PRICE EXECUTION

Price Execution identifies how set prices and anticipated profits can be achieved with little to no dilution. This process measures and analyzes business practices that erode margin – all the way down to transaction level. Savings are identified when there is a disconnect between the margin and the associated costs for a set of transactions. Price Execution provides managers with the ability to group transactions to study profitability by product, customer, brand, channel and more.

Our Approach

AACG has assisted numerous clients improve profitability by deploying a 3-step process.

What cannot be measured cannot be improved

The first step focuses on giving owners a very thorough understanding of how and where money is made and spent in the business. By understanding the revenues, associated costs and resulting profit for each transaction, we can aggregate information to provide many, powerful views of business activities and health. Income statements are, after all, an aggregation of line items on the invoice. To obtain this level of understanding requires ready access to clean, historical, invoice-level, line item data.
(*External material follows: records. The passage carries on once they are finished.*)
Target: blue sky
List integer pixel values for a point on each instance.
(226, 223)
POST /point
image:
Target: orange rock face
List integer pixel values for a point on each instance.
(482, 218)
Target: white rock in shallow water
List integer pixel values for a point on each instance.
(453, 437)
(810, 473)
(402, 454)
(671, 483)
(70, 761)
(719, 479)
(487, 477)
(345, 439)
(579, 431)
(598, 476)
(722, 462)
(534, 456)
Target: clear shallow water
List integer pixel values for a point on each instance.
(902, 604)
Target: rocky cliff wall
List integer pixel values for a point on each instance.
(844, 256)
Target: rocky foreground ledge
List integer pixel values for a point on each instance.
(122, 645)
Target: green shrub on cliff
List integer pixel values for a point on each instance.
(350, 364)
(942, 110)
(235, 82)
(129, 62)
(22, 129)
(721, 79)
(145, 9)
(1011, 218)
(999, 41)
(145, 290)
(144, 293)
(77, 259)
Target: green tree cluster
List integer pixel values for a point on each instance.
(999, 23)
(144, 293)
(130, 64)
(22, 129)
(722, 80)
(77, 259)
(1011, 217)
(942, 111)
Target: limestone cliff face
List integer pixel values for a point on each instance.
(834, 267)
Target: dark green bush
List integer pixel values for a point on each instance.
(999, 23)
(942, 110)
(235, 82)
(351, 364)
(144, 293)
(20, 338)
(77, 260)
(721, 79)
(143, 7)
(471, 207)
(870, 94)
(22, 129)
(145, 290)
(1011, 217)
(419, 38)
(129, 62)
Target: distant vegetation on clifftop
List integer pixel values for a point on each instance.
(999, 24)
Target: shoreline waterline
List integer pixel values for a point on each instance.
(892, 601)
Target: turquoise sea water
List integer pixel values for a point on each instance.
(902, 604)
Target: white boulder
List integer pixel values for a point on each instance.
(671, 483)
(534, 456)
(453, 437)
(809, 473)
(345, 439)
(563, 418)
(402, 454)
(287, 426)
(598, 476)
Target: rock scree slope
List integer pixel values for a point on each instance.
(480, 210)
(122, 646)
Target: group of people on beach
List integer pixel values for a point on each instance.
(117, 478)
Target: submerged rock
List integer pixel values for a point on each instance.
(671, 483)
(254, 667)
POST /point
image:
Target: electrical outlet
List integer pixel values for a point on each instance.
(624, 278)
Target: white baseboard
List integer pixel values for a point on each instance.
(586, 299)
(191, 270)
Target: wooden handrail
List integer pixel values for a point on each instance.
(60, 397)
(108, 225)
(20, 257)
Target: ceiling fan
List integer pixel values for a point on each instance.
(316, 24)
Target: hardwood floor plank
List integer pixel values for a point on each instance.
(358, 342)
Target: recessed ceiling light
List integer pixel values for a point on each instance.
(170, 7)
Quick and immediate opportunities to increase profits

This step focuses on analyzing the wealth of information created during the measurement step and identifying opportunities that could immediately improve the bottom line. Savings are identified when there is a uniquely low margin and/or high cost elements for a specific group of transactions. Savings identified typically equal 2% to 3% of revenue and cover the entire value chain – sales, marketing, supply chain, discounting, finance, shipping and purchasing, among others.

Implement a quick, repeatable process with company-wide buy-in

Determining optimal prices is relatively easy. Passing on these prices to customers requires enterprise-wide buy-in, especially from the field sales force. A repeatable, technology-driven solution with appropriate discounting approval processes, price floors, and timely reporting will ensure that anticipated revenue and profits make their way to the income statement without dilution.